Can Work, AI and Humans Coexist?
We have entered a time of “creative destruction.” No, I don’t mean U.S. politics. That’s for another discussion. I mean the rapid introduction of AI and other general‑purpose technologies such as ChatGPT. It is hard to read the news without encountering the mix of fear, excitement, and ethical questions raised by the flood of AI into our social and electronic lifeworlds.
“Creative destruction” names the recurring cycles of technical innovation that up‑end jobs and companies. AI is not the first disruption of this kind. Theorists like Kondratiev, Schumpeter, and Carlota Perez have studied the cyclic waves of technological change, from the Industrial Revolution in the late 1770s through the Age of Oil and the Age of Information (think mobile phones) to the current AI revolution. Each wave brought rapid social disruption and change. AI is the latest in this lineage of technology overturning our worlds.
These revolutions tend to follow an investment arc that looks “N‑shaped”: an emergence and frenzy phase in which those with wealth pour money into the new technology, often inflating a bubble that eventually bursts. After the peak and correction, the technology is woven into the production of goods and services and it becomes common‑place, a part of normal life.
For most of us, the lived experience of this “revolution” looks more like a “J‑curve.” First comes excitement as the technology appears, then disruption as several jobs are lost and companies fail to adapt, and finally an implementation phase in which the new tools are integrated into daily life, for good, for ill, and usually some of both. The irony, of course, is that we humans generate the very waves that excite, disrupt, and eventually reshape our lives.
Now consider the difference between human beings and the technologies we create. Humans are embedded in natural systems, a part of interrelated, adaptive, living systems. For example, we depend on honeybees to pollinate and provide much of our fruit, no matter where that fruit is grown. We are in reciprocal relation with a living, breathing planet. Unlike many of our linear production systems that extract resources, manufacture goods, and discard what is left over, living systems are circular. There is no waste or “garbage” in ecosystems.

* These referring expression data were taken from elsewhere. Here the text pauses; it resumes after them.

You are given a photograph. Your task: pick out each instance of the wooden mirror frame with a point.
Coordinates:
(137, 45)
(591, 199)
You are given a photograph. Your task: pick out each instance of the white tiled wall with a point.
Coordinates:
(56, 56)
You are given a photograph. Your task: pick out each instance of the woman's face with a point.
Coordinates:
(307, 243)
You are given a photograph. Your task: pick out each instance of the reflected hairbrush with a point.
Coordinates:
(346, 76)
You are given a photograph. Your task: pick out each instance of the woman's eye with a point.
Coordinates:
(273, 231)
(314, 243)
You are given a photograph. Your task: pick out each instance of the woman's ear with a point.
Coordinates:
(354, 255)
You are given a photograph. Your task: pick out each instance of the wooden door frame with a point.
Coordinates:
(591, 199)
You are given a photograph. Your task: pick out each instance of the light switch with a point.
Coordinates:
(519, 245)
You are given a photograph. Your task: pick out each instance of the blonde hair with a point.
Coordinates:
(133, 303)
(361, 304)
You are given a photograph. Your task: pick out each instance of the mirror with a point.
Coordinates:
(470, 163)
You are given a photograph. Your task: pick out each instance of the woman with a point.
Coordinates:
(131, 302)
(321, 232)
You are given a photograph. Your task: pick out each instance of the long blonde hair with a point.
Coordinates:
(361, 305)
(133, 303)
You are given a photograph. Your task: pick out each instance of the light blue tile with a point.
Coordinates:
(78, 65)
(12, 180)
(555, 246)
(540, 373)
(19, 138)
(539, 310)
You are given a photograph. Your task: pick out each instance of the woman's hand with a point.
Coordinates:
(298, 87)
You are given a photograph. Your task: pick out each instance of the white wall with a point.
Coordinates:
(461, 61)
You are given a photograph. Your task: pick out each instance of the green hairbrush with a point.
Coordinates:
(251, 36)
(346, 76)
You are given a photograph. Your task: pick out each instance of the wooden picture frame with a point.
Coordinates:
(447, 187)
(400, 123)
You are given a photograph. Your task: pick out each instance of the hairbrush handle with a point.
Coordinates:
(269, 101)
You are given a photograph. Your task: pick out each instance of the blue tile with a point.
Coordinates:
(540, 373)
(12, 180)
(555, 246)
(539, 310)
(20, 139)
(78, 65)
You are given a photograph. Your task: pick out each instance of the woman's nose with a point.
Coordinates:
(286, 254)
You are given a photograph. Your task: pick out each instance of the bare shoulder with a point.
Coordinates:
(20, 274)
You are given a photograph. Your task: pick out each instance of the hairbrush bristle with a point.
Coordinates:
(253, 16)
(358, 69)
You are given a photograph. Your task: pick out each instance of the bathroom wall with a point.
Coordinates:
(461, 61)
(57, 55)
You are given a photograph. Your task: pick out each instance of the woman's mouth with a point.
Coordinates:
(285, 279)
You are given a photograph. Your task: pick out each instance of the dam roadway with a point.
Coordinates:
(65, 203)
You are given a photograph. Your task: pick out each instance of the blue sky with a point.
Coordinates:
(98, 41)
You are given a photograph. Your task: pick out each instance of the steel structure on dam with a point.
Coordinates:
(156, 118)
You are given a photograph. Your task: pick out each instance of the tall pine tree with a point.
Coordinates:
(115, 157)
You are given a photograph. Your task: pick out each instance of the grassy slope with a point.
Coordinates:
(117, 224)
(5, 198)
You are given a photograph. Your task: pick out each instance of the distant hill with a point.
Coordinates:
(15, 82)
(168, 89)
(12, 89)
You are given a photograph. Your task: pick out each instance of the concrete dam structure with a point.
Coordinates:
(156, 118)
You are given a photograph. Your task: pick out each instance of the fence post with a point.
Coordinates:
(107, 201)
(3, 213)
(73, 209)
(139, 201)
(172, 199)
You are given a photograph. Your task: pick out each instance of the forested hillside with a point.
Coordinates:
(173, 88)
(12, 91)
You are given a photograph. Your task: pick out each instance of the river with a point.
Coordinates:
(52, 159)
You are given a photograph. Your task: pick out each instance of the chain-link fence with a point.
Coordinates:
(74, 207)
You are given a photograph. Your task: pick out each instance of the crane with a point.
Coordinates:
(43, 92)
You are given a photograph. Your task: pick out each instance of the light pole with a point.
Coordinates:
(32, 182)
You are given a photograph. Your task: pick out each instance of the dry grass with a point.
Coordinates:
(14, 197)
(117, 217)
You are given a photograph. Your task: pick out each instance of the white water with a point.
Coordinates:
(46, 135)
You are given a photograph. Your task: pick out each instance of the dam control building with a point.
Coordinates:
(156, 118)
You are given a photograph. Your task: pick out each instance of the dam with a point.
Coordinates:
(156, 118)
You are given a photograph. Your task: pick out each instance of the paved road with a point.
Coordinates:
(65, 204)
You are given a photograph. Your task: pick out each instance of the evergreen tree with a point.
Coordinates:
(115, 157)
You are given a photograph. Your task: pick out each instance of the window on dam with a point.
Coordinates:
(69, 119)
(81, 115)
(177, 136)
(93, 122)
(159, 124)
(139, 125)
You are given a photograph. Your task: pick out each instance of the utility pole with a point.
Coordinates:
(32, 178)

In contrast to human beings, both “work” and “AI” are human inventions, shaped by cultural, political, and economic forces. Work is a set of agreements, an exchange of people’s time and skill for the means of survival (money). AI is also not a natural system; it reflects the assumptions, the choice of data it is trained on, and the goals of its makers who are often a small group of wealthy individuals and their companies.
Like work, AI can either serve or suppress human well‑being depending on the values embedded in it and the rules we create to shape it. In capitalist economies, work and AI often end up serving profit before people, benefiting those few who control capital at the expense of the many.
All human‑made systems are shaped by values, whether explicit or not. If we prioritize speed and control, robotic production systems are a logical outcome. If we prioritize human dignity, equity, and sustainable means, work that employs humans in safe and purposeful work results. Our priorities will shape the technologies we build and adopt. The coexistence of humans, work, and AI is not a technical question; it is a moral, ethical, and systemic one. The kind of technology we create, and the kinds of work it entails, will mirror our values and priorities. A better question than “Will AI replace us?” is “What do we want to create together?”